The Ongoing Market Reactions to the Tragedy in Ukraine

Personal Money Planning |

By Gary Silverman, CFP®

My warning of last week continues: The column is written about a week in advance. Things change. Thoughts that seem obvious as I write this might seem foolish when the paper hits the presses. Such is the fear of a columnist. Nevertheless, here we go.

There has been a sentiment I’ve heard voiced that the west brought on the war in Ukraine by what they’ve done or haven’t done over the last many years regarding Russia. Wars always start for a reason. One side will think the reason is just (or at least convenient), the other side won’t. Whoever wins the war will feel vindicated and often gets to write the history. Decades later historians will take a renewed look and what is taken as truth can change.

I’m not a historian and this isn’t decades later. Yet I think I can state that Russia, and specifically Putin, does not have a reasonable reason nor an excusable excuse for their tanks rolling around their neighbors’ land.

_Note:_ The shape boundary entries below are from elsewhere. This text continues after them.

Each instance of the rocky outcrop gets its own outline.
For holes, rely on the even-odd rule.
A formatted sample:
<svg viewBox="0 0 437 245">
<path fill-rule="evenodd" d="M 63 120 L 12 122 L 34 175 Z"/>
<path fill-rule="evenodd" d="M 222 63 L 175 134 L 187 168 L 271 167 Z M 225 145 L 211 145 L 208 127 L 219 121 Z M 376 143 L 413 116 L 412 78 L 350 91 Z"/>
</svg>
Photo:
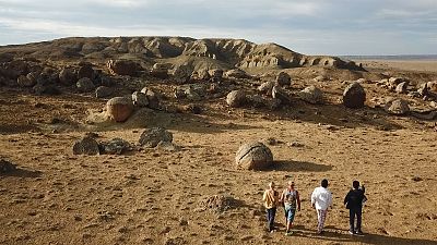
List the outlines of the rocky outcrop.
<svg viewBox="0 0 437 245">
<path fill-rule="evenodd" d="M 233 108 L 241 107 L 246 100 L 246 93 L 243 90 L 233 90 L 226 96 L 226 103 Z"/>
<path fill-rule="evenodd" d="M 220 69 L 226 70 L 234 68 L 287 69 L 302 66 L 362 70 L 353 61 L 342 60 L 336 57 L 305 56 L 276 44 L 257 45 L 243 39 L 193 39 L 187 37 L 62 38 L 42 42 L 38 47 L 28 46 L 26 52 L 29 53 L 29 57 L 34 56 L 42 60 L 84 57 L 117 60 L 121 59 L 122 54 L 129 54 L 144 59 L 147 63 L 150 61 L 157 62 L 158 60 L 155 59 L 193 58 L 200 59 L 202 64 L 210 63 L 206 65 L 208 69 L 220 66 Z M 178 60 L 174 59 L 175 64 Z M 119 75 L 134 75 L 133 71 L 135 70 L 133 66 L 118 69 L 114 64 L 108 65 L 108 68 Z M 81 69 L 83 72 L 79 71 L 78 78 L 92 78 L 92 66 L 85 65 Z M 15 73 L 15 76 L 11 78 L 16 79 L 19 75 L 28 73 L 28 71 L 23 72 L 24 74 L 21 72 Z M 154 72 L 153 74 L 156 73 Z"/>
<path fill-rule="evenodd" d="M 323 93 L 315 86 L 306 87 L 298 95 L 302 100 L 309 103 L 321 103 L 323 101 Z"/>
<path fill-rule="evenodd" d="M 75 84 L 75 86 L 78 87 L 78 89 L 80 91 L 83 91 L 83 93 L 92 91 L 95 88 L 93 81 L 91 81 L 88 77 L 80 78 L 78 81 L 78 83 Z"/>
<path fill-rule="evenodd" d="M 113 75 L 135 76 L 139 71 L 139 64 L 130 60 L 109 60 L 106 66 Z"/>
<path fill-rule="evenodd" d="M 358 83 L 354 82 L 343 91 L 343 105 L 347 108 L 362 108 L 366 101 L 366 91 Z"/>
</svg>

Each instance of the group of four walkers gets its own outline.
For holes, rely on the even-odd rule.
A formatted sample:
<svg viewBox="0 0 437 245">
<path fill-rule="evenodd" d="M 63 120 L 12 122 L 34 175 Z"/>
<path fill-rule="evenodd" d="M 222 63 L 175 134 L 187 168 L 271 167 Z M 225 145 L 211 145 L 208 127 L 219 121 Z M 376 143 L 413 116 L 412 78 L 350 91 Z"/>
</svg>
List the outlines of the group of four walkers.
<svg viewBox="0 0 437 245">
<path fill-rule="evenodd" d="M 367 200 L 364 195 L 365 187 L 359 186 L 358 181 L 352 183 L 351 191 L 344 197 L 344 205 L 350 210 L 350 231 L 349 233 L 354 235 L 362 235 L 362 213 L 363 204 Z M 300 211 L 300 197 L 299 192 L 295 189 L 293 181 L 288 182 L 287 187 L 281 193 L 275 189 L 273 182 L 269 183 L 269 188 L 265 189 L 262 200 L 267 210 L 268 229 L 273 232 L 274 229 L 274 217 L 276 215 L 276 208 L 284 207 L 285 219 L 286 219 L 286 232 L 285 235 L 292 235 L 292 226 L 296 210 Z M 323 232 L 324 220 L 327 218 L 328 208 L 332 206 L 332 193 L 328 189 L 328 180 L 322 180 L 319 187 L 316 187 L 311 194 L 311 206 L 317 211 L 318 224 L 317 234 Z M 355 224 L 356 219 L 356 224 Z"/>
</svg>

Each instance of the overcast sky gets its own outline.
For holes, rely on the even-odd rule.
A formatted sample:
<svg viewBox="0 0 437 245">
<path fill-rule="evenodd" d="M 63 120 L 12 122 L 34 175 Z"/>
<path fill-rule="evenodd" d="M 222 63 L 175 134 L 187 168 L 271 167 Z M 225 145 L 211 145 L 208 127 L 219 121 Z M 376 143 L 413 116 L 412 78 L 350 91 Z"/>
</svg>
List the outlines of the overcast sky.
<svg viewBox="0 0 437 245">
<path fill-rule="evenodd" d="M 0 0 L 0 45 L 68 36 L 226 37 L 307 54 L 437 54 L 437 0 Z"/>
</svg>

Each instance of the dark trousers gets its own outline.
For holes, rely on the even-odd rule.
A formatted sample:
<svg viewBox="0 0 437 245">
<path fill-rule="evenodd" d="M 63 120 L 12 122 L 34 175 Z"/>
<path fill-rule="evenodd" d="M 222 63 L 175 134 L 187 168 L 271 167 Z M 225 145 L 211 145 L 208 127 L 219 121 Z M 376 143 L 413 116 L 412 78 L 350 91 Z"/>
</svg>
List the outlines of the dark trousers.
<svg viewBox="0 0 437 245">
<path fill-rule="evenodd" d="M 276 215 L 276 208 L 268 208 L 267 209 L 267 224 L 269 231 L 274 229 L 274 216 Z"/>
<path fill-rule="evenodd" d="M 350 230 L 352 232 L 362 231 L 362 215 L 363 215 L 362 207 L 355 207 L 349 209 L 349 224 L 350 224 Z M 355 217 L 356 217 L 356 226 L 355 226 Z"/>
</svg>

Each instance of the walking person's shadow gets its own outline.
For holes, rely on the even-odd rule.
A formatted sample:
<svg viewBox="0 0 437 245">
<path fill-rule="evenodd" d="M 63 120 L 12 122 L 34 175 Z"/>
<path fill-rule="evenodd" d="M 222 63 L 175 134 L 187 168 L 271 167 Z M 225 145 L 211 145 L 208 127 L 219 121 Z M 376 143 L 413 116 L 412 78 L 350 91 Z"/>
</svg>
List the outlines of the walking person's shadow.
<svg viewBox="0 0 437 245">
<path fill-rule="evenodd" d="M 364 235 L 351 235 L 347 233 L 349 230 L 338 229 L 332 225 L 326 226 L 326 230 L 320 235 L 317 234 L 315 230 L 305 228 L 305 225 L 295 225 L 294 229 L 295 236 L 332 242 L 356 242 L 373 245 L 437 245 L 437 241 L 432 240 L 404 238 L 371 233 L 365 233 Z"/>
</svg>

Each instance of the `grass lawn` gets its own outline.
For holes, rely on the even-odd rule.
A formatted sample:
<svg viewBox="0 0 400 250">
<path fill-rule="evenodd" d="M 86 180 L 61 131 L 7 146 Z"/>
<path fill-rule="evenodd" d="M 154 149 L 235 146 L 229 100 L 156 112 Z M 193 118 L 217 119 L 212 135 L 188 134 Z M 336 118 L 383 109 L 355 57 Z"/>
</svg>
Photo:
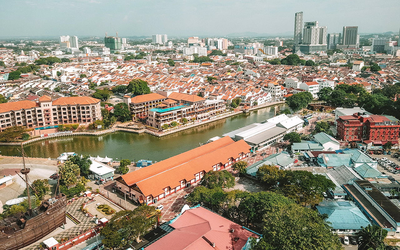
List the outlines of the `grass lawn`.
<svg viewBox="0 0 400 250">
<path fill-rule="evenodd" d="M 100 208 L 98 208 L 98 207 L 99 207 L 99 206 L 100 207 Z M 110 210 L 112 210 L 112 211 L 114 211 L 114 212 L 112 214 L 106 214 L 106 212 L 107 212 L 106 211 L 104 211 L 104 212 L 103 211 L 103 210 L 104 210 L 105 208 L 108 208 L 108 210 L 107 211 L 110 211 Z M 105 215 L 106 216 L 111 215 L 111 214 L 113 214 L 114 213 L 115 213 L 115 210 L 114 210 L 111 207 L 110 207 L 108 205 L 105 205 L 105 204 L 102 204 L 102 205 L 100 205 L 98 206 L 98 207 L 97 208 L 96 208 L 96 210 L 97 211 L 98 211 L 99 212 L 100 212 L 100 213 L 101 213 L 101 214 L 103 214 L 104 215 Z"/>
</svg>

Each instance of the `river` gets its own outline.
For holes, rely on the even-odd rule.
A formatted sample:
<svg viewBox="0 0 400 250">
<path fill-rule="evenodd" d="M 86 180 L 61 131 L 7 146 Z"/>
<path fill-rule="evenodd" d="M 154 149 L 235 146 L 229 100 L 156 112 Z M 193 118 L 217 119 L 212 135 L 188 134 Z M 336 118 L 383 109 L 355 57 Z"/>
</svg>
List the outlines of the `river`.
<svg viewBox="0 0 400 250">
<path fill-rule="evenodd" d="M 104 135 L 64 136 L 26 144 L 28 156 L 56 158 L 63 152 L 76 152 L 100 157 L 106 155 L 114 160 L 149 159 L 160 161 L 190 150 L 210 138 L 254 122 L 259 122 L 274 116 L 275 109 L 286 108 L 284 104 L 264 108 L 248 114 L 241 114 L 214 122 L 162 137 L 146 133 L 140 134 L 115 132 Z M 16 146 L 0 146 L 1 154 L 19 155 Z"/>
</svg>

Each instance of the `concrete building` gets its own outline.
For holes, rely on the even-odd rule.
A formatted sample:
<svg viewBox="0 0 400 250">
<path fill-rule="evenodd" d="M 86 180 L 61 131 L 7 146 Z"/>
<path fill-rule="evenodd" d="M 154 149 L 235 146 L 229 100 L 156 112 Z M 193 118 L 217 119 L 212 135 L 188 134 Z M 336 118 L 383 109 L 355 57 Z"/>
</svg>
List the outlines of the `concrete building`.
<svg viewBox="0 0 400 250">
<path fill-rule="evenodd" d="M 337 122 L 337 136 L 341 140 L 366 143 L 372 141 L 380 145 L 398 143 L 400 121 L 391 116 L 355 113 L 339 116 Z"/>
<path fill-rule="evenodd" d="M 110 48 L 110 51 L 114 53 L 116 50 L 120 50 L 122 48 L 121 38 L 114 36 L 106 36 L 104 38 L 104 46 Z"/>
<path fill-rule="evenodd" d="M 208 119 L 224 110 L 222 100 L 206 100 L 196 95 L 189 95 L 172 91 L 159 91 L 167 99 L 161 101 L 156 107 L 149 110 L 147 125 L 161 129 L 164 124 L 172 122 Z"/>
<path fill-rule="evenodd" d="M 371 51 L 381 52 L 384 52 L 385 44 L 391 40 L 392 39 L 390 38 L 372 38 L 372 43 L 371 44 Z"/>
<path fill-rule="evenodd" d="M 294 14 L 294 46 L 297 46 L 302 42 L 302 34 L 303 32 L 303 12 L 298 12 Z M 297 49 L 295 49 L 296 50 Z"/>
<path fill-rule="evenodd" d="M 78 36 L 72 36 L 70 37 L 70 46 L 71 48 L 79 48 L 79 45 L 78 43 Z"/>
<path fill-rule="evenodd" d="M 355 71 L 361 71 L 361 68 L 364 66 L 364 61 L 354 61 L 353 63 L 353 68 L 352 69 Z"/>
<path fill-rule="evenodd" d="M 200 181 L 210 170 L 219 170 L 248 157 L 250 146 L 228 136 L 123 175 L 117 190 L 139 204 L 156 203 Z"/>
<path fill-rule="evenodd" d="M 256 54 L 260 56 L 262 55 L 269 55 L 270 56 L 278 56 L 278 47 L 276 46 L 267 46 L 267 47 L 260 47 L 254 49 Z"/>
<path fill-rule="evenodd" d="M 43 134 L 43 130 L 48 131 L 46 130 L 57 127 L 54 125 L 92 122 L 101 117 L 98 99 L 76 96 L 53 100 L 50 96 L 43 96 L 38 102 L 24 100 L 0 104 L 0 131 L 23 126 L 34 128 L 28 132 L 38 135 Z"/>
<path fill-rule="evenodd" d="M 193 46 L 189 48 L 184 48 L 183 49 L 184 56 L 190 56 L 194 54 L 198 54 L 199 56 L 207 56 L 207 48 L 205 47 Z"/>
<path fill-rule="evenodd" d="M 334 50 L 336 49 L 336 45 L 340 43 L 340 34 L 333 33 L 328 34 L 326 43 L 328 49 Z"/>
<path fill-rule="evenodd" d="M 360 43 L 359 42 L 357 43 L 357 41 L 358 30 L 358 26 L 344 26 L 343 31 L 342 33 L 343 36 L 342 44 L 344 45 L 354 45 L 356 48 L 358 48 L 358 46 L 356 46 Z"/>
</svg>

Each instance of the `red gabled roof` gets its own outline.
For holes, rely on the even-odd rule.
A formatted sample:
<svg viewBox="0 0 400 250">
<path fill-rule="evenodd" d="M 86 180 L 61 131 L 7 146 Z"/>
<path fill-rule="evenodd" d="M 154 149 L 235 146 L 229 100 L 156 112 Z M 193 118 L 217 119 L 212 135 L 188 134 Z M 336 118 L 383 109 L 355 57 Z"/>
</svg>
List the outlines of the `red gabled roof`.
<svg viewBox="0 0 400 250">
<path fill-rule="evenodd" d="M 136 184 L 145 196 L 156 197 L 164 192 L 163 189 L 174 188 L 183 180 L 190 181 L 196 174 L 212 170 L 213 166 L 248 153 L 250 148 L 243 140 L 234 142 L 225 136 L 121 177 L 128 186 Z"/>
<path fill-rule="evenodd" d="M 240 225 L 202 207 L 186 210 L 170 225 L 175 230 L 146 250 L 236 250 L 242 249 L 249 237 L 258 238 Z"/>
</svg>

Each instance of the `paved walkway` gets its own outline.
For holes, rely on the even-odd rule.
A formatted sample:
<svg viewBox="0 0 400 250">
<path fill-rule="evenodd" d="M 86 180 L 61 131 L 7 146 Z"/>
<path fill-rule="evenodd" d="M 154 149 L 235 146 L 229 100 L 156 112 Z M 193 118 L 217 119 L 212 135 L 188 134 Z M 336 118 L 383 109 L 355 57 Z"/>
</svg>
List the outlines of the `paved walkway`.
<svg viewBox="0 0 400 250">
<path fill-rule="evenodd" d="M 53 231 L 52 234 L 49 234 L 35 243 L 22 248 L 22 250 L 36 250 L 38 249 L 39 245 L 43 242 L 43 240 L 51 237 L 54 237 L 60 242 L 61 239 L 63 238 L 75 237 L 89 229 L 95 226 L 96 224 L 95 224 L 93 218 L 92 217 L 87 217 L 85 214 L 80 211 L 81 205 L 82 204 L 82 203 L 88 200 L 89 198 L 84 197 L 76 200 L 70 204 L 67 205 L 66 212 L 69 214 L 74 219 L 79 222 L 78 224 L 65 230 L 63 230 L 61 232 L 54 234 L 54 232 L 59 231 L 60 228 L 58 228 Z M 68 218 L 67 220 L 68 220 Z"/>
</svg>

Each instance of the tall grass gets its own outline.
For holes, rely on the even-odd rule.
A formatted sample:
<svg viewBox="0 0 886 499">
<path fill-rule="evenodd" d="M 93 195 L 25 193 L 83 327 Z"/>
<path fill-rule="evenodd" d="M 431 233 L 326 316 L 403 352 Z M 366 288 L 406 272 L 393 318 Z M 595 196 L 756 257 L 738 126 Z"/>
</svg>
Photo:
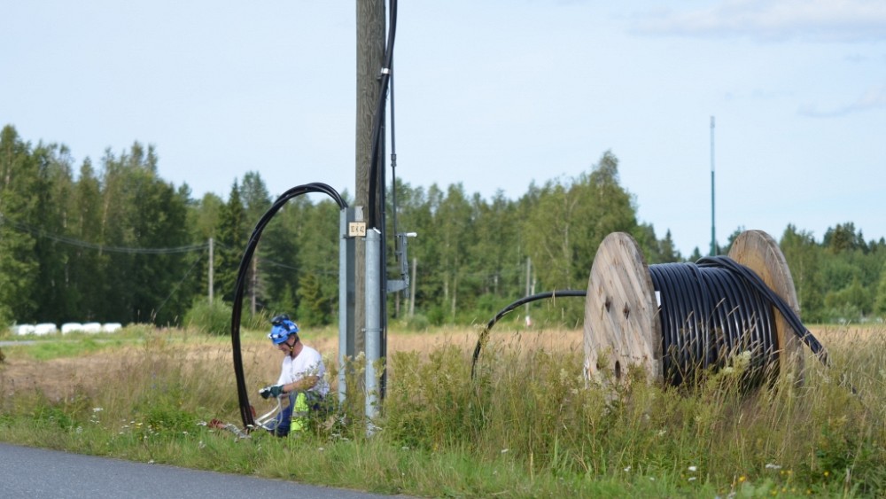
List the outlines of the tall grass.
<svg viewBox="0 0 886 499">
<path fill-rule="evenodd" d="M 802 385 L 782 378 L 753 390 L 740 362 L 688 387 L 650 386 L 635 371 L 629 383 L 588 386 L 580 345 L 553 348 L 539 334 L 491 341 L 476 379 L 463 348 L 394 352 L 371 437 L 358 394 L 282 440 L 201 425 L 239 423 L 229 347 L 191 334 L 185 349 L 155 334 L 106 365 L 101 384 L 60 398 L 10 386 L 0 370 L 0 440 L 385 494 L 879 496 L 883 332 L 833 341 L 834 367 L 808 359 Z M 267 348 L 245 339 L 247 380 L 276 377 L 276 357 L 254 355 Z M 346 366 L 349 386 L 362 368 Z"/>
</svg>

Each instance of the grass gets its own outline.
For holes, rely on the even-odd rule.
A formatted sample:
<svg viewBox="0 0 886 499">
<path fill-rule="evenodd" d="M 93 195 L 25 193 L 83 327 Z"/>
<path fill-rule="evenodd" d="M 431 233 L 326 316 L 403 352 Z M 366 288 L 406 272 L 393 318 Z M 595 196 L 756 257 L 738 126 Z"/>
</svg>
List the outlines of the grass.
<svg viewBox="0 0 886 499">
<path fill-rule="evenodd" d="M 807 359 L 802 386 L 781 378 L 750 391 L 740 365 L 704 373 L 691 387 L 648 386 L 636 372 L 626 386 L 587 386 L 574 331 L 494 336 L 471 380 L 463 339 L 476 334 L 404 335 L 433 347 L 389 348 L 373 436 L 358 394 L 338 417 L 282 440 L 237 440 L 202 424 L 239 424 L 224 338 L 182 331 L 131 331 L 110 345 L 81 338 L 76 348 L 104 359 L 100 378 L 56 394 L 10 380 L 26 361 L 47 369 L 58 362 L 28 353 L 51 351 L 40 341 L 4 348 L 0 441 L 420 496 L 881 496 L 886 334 L 857 332 L 824 332 L 834 367 Z M 321 351 L 334 355 L 334 331 L 305 338 L 326 342 Z M 97 341 L 103 351 L 91 349 Z M 279 357 L 263 334 L 247 331 L 243 343 L 251 386 L 276 378 Z M 351 367 L 359 375 L 360 360 Z M 253 401 L 259 411 L 262 402 Z"/>
</svg>

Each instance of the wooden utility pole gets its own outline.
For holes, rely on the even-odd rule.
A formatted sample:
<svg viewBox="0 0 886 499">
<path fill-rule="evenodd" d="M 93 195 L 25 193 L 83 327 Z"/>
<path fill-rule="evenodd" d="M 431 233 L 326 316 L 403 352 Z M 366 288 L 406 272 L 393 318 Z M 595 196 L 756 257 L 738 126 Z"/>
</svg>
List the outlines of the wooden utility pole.
<svg viewBox="0 0 886 499">
<path fill-rule="evenodd" d="M 357 0 L 357 143 L 354 196 L 356 206 L 363 207 L 363 222 L 366 222 L 369 210 L 375 210 L 375 207 L 368 206 L 369 162 L 372 155 L 372 124 L 376 120 L 376 109 L 381 92 L 379 76 L 385 58 L 385 24 L 384 0 Z M 366 324 L 366 246 L 358 238 L 354 249 L 354 352 L 365 352 L 366 336 L 363 327 Z"/>
</svg>

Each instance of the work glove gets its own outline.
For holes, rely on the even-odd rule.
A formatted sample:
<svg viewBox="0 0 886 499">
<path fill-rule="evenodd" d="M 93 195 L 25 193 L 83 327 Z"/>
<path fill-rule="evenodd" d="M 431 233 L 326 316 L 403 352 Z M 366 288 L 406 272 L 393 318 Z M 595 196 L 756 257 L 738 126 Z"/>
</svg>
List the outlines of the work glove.
<svg viewBox="0 0 886 499">
<path fill-rule="evenodd" d="M 273 386 L 265 386 L 264 388 L 259 390 L 259 394 L 261 398 L 267 399 L 268 397 L 279 397 L 283 394 L 283 385 L 274 385 Z"/>
</svg>

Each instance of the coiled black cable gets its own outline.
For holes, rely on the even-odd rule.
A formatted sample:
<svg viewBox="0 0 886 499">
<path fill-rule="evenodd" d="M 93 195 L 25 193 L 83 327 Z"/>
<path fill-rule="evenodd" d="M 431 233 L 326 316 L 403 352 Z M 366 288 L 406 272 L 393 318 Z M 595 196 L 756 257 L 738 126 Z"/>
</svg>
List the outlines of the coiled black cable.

And while I’m not qualified to call Putin mad, he is certainly acting the part.

(Please remind me not to take a vacation to Russia after all of this—tyrants can be rather unforgiving when insulted.)

Since my column is supposed to talk about money now and then, let me tell you what you need to do in the next weeks or months given the war when it comes to your investments…

Do Nothing. (Okay, maybe a tweak.) Let me expand on that.

If you have a well-diversified portfolio, it has likely gone down since the war. The thing is, it was going down before the war. And over the last couple of decades, it has proven the ability to go down when there is no war, no Covid, and no inflation. It has also shown it can go up during a war, in the middle of a pandemic, and during periods of inflation.

This may be a bit of an assumption, but when you began investing you had a plan. You knew how much you were going to invest, knew when you would be needing to spend from those investments, decided on a mix of assets to accomplish that, and then built your portfolio with all that in mind. You used this to discern a reasonable rate of return you’d see and the variation in that return. You asked yourself several “what-ifs” and made sure the portfolio could work during them and still get you to your goal.

If you did all of that, then you need not do anything—except perhaps the little tweaks that are called for because they were part of your plan all along.

For those of you who didn’t quite get around to all of that you should do: Nothing. At least not until you build that foundation I described. Plan then do.

May Ukraine stay free.

Gary Silverman, CFP® is the founder of Personal Money Planning, LLC, a Wichita Falls retirement planning and investment management firm and author of Real World Investing.